Gertrude Macbeth was born September 20, 1891 to Walter Macbeth and his 19-year-old wife of eighteen months, Lucy May Dane Macbeth. Gertrude, or Gertie as she was known to her siblings, was the oldest of six children (the fifth child was my grandfather Ivan Macbeth).
According to Ancestry’s transcriptions of both Gertrude’s birth record and baptism record, she was named Gertrude Surprise Macbeth or Gertie Surprise Macbeth.
No other records I have found include this middle name or the middle initial “s”. Gertrude apparently used the middle initial “E” on most official documents once she was an adult, but I have yet to discover what the “E” stood for. 
photo fr. lavoiser1

Gertrude married James Laird on June 1, 1905. Like her mother, she was an eighteen-year-old bride.

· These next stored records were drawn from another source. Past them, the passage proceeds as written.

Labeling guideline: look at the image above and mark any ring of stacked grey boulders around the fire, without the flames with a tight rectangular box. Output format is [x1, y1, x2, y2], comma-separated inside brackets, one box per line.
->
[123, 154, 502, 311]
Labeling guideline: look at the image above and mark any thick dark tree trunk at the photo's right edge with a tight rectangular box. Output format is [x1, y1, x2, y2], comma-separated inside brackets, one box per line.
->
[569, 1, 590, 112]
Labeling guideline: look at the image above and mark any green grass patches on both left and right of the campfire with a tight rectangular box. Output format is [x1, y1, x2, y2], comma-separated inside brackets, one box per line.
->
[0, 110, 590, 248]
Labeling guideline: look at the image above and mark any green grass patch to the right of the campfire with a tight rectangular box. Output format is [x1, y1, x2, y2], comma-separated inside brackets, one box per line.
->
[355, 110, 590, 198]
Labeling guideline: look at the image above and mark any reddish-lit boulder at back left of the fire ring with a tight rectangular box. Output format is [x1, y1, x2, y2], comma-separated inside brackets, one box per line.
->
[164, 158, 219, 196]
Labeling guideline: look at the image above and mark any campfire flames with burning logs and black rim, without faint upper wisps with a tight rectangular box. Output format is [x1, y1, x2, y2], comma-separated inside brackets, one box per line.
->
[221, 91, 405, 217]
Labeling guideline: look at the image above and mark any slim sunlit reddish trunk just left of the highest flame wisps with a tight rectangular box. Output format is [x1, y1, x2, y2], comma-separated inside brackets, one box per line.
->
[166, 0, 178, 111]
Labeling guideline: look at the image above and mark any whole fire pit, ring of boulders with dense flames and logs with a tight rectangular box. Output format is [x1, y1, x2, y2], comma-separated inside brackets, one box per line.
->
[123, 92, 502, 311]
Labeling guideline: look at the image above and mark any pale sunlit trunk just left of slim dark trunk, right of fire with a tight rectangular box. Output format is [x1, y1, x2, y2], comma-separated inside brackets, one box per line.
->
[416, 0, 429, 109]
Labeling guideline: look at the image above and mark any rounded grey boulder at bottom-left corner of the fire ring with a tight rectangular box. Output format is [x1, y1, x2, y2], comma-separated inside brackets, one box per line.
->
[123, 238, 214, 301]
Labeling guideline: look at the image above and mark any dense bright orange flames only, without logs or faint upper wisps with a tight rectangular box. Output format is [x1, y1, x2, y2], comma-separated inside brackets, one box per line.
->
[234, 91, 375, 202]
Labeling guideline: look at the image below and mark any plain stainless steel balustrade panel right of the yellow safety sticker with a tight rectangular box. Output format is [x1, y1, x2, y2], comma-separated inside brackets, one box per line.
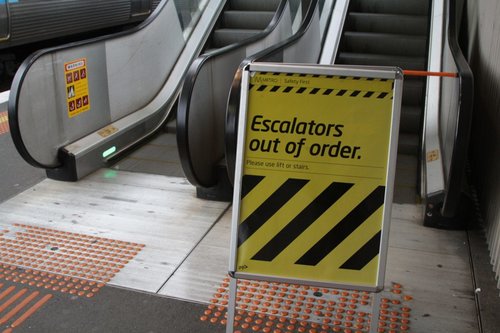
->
[106, 1, 185, 121]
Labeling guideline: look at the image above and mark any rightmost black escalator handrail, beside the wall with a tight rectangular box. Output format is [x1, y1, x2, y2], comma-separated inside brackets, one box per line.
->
[441, 0, 474, 217]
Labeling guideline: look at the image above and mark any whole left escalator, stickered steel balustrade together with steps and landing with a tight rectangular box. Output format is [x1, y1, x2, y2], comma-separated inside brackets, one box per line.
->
[9, 0, 291, 181]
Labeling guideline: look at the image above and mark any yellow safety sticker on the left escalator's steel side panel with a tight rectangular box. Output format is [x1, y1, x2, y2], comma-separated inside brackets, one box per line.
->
[64, 58, 90, 118]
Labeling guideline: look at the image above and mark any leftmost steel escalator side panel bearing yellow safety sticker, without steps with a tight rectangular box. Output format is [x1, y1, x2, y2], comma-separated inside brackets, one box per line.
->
[9, 0, 225, 180]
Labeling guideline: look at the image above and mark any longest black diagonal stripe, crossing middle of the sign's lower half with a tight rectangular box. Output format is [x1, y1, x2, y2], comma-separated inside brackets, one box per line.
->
[252, 182, 353, 261]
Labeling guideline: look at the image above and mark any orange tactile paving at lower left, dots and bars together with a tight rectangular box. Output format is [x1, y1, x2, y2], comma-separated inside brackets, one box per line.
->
[0, 224, 144, 333]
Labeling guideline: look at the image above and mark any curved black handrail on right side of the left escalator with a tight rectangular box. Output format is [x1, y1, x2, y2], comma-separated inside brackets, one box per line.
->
[177, 0, 288, 186]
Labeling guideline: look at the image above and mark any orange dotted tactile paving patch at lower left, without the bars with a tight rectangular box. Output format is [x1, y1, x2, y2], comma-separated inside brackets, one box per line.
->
[0, 224, 144, 297]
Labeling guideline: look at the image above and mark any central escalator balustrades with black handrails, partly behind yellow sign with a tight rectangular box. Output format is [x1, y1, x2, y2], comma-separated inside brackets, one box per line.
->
[177, 0, 335, 201]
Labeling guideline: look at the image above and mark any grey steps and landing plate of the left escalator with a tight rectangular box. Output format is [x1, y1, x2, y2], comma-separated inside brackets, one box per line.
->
[110, 0, 289, 177]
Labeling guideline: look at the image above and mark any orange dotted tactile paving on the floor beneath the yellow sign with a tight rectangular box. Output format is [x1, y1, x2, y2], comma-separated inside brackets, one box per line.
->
[200, 278, 413, 333]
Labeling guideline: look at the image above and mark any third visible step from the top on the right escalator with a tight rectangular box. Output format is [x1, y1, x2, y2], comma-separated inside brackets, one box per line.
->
[341, 31, 427, 57]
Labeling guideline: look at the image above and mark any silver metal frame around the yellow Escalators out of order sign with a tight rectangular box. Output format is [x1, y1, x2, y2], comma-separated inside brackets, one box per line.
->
[228, 63, 403, 330]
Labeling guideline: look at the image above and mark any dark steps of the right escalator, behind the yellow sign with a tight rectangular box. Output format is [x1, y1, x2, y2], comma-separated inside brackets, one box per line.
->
[335, 0, 430, 203]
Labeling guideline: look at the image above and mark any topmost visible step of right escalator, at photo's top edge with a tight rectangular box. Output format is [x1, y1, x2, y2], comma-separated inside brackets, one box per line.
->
[351, 0, 429, 15]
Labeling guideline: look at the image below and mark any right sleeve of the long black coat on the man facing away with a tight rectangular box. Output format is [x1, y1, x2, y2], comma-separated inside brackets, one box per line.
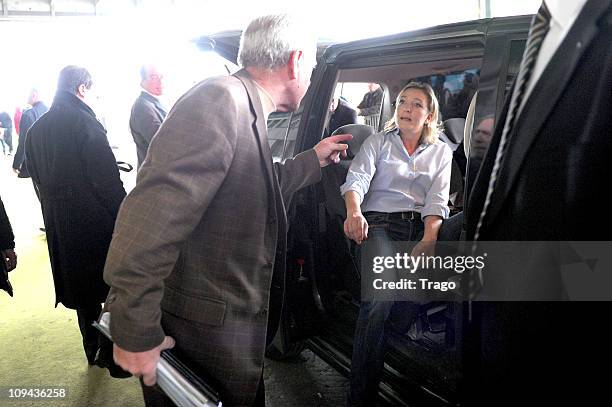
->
[81, 121, 125, 218]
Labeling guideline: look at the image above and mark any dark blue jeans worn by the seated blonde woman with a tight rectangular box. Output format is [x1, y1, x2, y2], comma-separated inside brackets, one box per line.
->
[347, 212, 424, 407]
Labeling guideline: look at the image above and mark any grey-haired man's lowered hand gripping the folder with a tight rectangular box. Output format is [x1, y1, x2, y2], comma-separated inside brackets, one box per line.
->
[113, 336, 175, 386]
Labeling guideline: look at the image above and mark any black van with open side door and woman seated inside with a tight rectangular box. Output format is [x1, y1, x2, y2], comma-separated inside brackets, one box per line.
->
[200, 16, 531, 406]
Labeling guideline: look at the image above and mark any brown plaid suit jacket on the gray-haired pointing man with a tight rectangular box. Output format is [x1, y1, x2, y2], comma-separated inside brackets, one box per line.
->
[104, 71, 321, 406]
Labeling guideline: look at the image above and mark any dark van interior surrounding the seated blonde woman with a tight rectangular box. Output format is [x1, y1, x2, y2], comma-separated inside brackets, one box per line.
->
[280, 58, 481, 404]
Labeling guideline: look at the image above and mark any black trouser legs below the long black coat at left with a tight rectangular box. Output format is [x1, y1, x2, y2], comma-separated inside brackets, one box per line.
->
[76, 304, 113, 365]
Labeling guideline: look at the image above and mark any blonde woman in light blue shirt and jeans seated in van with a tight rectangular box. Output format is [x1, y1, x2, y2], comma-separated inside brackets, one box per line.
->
[341, 82, 452, 406]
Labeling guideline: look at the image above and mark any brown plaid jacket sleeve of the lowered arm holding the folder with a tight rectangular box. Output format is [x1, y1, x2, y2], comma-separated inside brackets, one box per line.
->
[104, 86, 238, 352]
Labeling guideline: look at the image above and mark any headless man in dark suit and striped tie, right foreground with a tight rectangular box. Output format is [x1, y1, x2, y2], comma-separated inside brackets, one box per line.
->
[467, 0, 612, 405]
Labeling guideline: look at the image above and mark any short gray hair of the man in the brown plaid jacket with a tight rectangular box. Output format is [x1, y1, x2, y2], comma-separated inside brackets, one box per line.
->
[238, 14, 316, 69]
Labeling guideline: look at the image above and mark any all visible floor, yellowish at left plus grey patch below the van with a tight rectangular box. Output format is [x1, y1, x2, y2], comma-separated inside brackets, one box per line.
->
[0, 151, 346, 407]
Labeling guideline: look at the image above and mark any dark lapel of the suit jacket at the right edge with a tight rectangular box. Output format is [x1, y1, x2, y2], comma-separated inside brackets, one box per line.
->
[485, 0, 612, 230]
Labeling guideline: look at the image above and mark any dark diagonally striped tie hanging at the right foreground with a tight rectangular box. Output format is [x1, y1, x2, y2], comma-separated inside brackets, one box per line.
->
[473, 2, 550, 244]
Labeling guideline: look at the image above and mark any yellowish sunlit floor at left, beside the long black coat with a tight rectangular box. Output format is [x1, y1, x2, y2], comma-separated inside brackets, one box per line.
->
[0, 151, 144, 407]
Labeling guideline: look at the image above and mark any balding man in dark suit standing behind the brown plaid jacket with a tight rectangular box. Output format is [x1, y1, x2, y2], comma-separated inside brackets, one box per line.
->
[130, 65, 166, 168]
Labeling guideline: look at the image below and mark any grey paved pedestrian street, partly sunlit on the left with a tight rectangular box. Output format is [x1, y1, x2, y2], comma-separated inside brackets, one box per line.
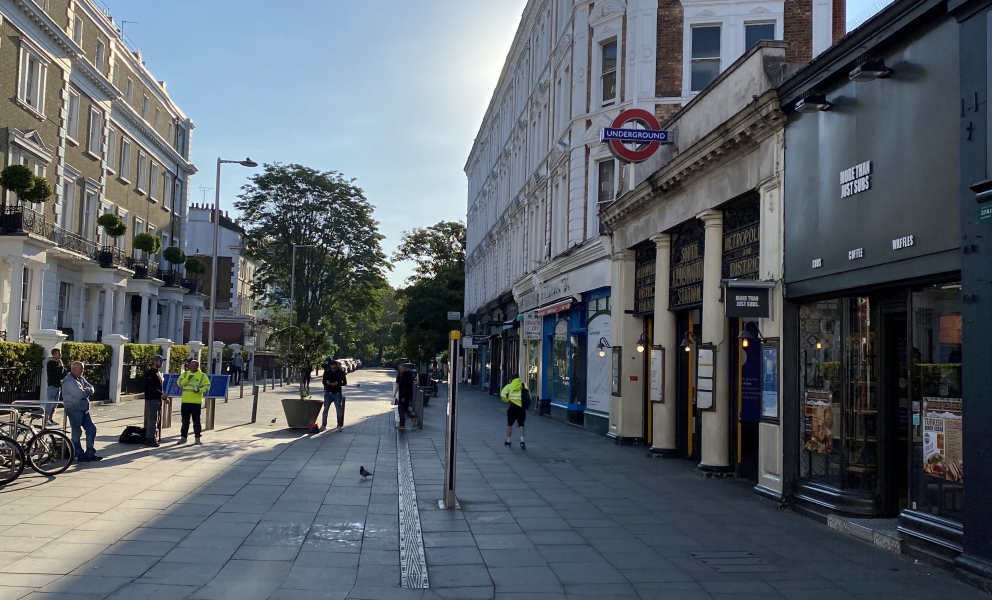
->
[0, 369, 988, 600]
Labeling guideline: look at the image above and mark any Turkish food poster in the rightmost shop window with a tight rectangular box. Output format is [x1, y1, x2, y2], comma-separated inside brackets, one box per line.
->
[923, 398, 964, 481]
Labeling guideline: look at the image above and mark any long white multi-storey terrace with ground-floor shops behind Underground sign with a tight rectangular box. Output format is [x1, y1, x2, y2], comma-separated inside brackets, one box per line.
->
[465, 0, 844, 433]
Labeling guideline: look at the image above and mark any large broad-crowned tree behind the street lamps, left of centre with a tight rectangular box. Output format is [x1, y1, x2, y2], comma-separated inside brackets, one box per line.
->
[235, 164, 391, 330]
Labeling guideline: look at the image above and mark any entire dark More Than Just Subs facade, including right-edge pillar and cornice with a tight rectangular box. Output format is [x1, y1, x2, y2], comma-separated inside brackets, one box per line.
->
[779, 0, 992, 587]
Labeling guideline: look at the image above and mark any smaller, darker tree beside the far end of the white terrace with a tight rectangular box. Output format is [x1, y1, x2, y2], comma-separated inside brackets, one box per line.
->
[393, 221, 465, 362]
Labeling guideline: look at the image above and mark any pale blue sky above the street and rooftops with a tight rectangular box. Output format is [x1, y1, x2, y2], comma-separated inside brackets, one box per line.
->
[112, 0, 888, 286]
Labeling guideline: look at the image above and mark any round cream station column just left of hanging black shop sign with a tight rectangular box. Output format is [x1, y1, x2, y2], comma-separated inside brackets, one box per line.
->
[696, 210, 731, 474]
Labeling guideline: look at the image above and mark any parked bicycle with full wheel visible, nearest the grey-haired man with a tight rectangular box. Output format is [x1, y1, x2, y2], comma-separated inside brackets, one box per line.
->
[0, 400, 76, 477]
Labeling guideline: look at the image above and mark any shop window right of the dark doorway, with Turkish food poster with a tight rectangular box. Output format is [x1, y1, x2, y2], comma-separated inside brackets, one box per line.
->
[910, 284, 964, 521]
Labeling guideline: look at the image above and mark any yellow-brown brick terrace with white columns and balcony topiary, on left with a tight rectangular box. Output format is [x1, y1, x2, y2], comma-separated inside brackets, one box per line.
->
[0, 0, 203, 342]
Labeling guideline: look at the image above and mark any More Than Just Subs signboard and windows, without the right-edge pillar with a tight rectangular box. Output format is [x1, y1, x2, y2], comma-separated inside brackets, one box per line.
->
[782, 11, 969, 561]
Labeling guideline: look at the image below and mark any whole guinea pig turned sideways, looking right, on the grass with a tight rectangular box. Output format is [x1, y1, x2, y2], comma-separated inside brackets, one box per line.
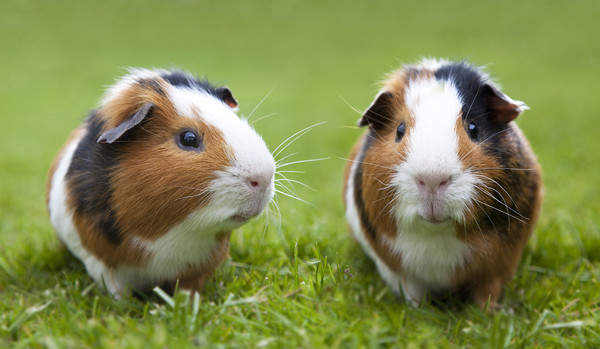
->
[46, 69, 275, 298]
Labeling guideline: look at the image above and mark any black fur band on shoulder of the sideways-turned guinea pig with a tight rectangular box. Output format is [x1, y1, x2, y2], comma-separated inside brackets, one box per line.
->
[66, 111, 123, 245]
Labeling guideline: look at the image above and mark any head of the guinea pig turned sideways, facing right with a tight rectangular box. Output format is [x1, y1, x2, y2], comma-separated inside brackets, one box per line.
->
[95, 69, 275, 236]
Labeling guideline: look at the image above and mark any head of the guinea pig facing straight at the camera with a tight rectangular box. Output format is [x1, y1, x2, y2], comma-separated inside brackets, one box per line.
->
[359, 60, 527, 229]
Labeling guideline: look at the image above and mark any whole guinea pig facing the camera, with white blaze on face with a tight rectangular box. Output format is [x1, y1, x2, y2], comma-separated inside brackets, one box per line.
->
[344, 59, 543, 310]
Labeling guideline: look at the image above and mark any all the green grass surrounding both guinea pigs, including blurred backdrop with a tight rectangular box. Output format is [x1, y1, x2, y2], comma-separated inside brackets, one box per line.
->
[0, 0, 600, 348]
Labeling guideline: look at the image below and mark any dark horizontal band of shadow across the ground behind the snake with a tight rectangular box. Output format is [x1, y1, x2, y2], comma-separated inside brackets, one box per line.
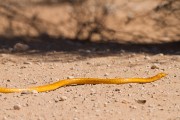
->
[0, 34, 180, 57]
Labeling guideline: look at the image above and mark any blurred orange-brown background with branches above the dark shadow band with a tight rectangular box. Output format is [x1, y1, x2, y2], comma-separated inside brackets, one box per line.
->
[0, 0, 180, 43]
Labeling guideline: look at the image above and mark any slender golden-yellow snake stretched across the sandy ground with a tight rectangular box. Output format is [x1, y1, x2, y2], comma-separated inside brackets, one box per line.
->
[0, 73, 167, 93]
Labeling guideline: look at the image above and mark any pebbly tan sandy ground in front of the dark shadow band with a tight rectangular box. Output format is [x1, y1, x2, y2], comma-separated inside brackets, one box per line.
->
[0, 47, 180, 120]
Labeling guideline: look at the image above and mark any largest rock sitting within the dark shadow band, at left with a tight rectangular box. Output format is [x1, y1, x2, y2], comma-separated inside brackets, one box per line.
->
[13, 43, 29, 52]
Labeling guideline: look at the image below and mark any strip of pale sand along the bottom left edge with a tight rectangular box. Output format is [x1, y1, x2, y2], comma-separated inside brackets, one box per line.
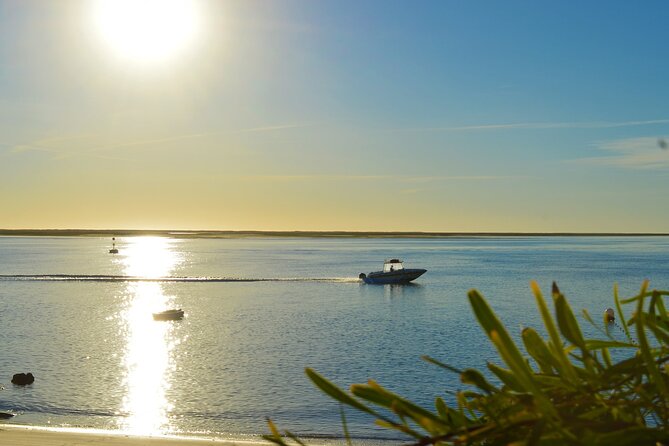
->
[0, 425, 269, 446]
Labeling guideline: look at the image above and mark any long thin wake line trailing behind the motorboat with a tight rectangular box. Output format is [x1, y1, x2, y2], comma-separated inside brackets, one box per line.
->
[0, 274, 360, 283]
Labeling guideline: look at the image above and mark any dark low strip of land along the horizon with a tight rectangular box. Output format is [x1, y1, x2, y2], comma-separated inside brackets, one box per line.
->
[0, 229, 669, 239]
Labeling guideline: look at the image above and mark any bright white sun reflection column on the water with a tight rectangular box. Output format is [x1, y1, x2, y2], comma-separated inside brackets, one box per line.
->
[120, 237, 181, 435]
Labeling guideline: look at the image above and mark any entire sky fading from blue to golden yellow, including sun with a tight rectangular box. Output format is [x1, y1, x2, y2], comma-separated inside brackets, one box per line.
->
[0, 0, 669, 232]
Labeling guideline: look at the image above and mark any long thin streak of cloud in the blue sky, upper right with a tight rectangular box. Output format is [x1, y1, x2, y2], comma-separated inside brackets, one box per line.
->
[394, 119, 669, 132]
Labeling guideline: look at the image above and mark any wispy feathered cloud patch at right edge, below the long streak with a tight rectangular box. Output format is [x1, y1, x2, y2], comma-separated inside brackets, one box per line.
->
[573, 137, 669, 169]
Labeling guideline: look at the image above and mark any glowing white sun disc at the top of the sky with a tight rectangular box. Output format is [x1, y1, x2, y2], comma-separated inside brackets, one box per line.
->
[93, 0, 200, 63]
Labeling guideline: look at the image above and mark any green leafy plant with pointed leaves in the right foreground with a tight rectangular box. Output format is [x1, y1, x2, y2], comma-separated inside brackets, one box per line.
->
[264, 282, 669, 446]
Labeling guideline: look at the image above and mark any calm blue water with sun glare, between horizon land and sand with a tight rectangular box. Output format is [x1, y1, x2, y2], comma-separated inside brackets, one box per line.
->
[0, 237, 669, 442]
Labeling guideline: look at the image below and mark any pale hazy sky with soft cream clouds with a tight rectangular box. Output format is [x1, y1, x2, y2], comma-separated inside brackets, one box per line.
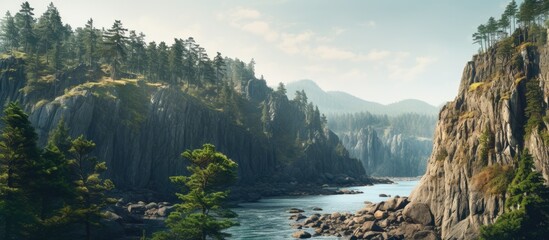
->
[0, 0, 509, 105]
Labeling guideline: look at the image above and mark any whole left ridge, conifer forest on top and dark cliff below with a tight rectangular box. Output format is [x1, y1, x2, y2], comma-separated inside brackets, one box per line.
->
[0, 2, 370, 239]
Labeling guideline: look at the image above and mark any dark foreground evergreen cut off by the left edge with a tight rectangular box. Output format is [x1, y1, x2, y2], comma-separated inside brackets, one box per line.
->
[0, 102, 43, 240]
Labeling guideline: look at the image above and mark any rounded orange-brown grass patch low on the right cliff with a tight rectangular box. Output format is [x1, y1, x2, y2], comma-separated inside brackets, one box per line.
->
[472, 164, 514, 195]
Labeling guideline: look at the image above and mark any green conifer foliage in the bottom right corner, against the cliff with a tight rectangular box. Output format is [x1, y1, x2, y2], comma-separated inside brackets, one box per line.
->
[480, 149, 549, 240]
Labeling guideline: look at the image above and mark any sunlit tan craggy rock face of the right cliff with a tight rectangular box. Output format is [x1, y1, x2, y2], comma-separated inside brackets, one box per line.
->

She and James, a farmer and sometimes teamster, had eleven children over a twenty year period. They spent their lives in Blue Earth County, Minnesota, and Gertie died on March 10, 1959 at age 67. Her headstone reads “Gertrude E Laird”. 
Photo from lavoiser1

I can speculate that her middle name was mis-transcribed before the data was uploaded to Ancestry—that the person who wrote the original certificates had poor handwriting, and some name beginning with the letter “e” was misinterpreted as “surprise”. It rather stretches credulity that two separate records could produce the same error, but anything is possible.
I will have to order a copy of the actual birth record from Minnesota to settle the question once and for all, even though I love the name “Gertrude Surprise” and long to just leave it that way in the family tree.
I hope that Gertrude will surprise me yet again. Perhaps the actual birth records will clearly read “Gerturde Surprise Macbeth” and my speculation over her parents’ intent and meaning can continue.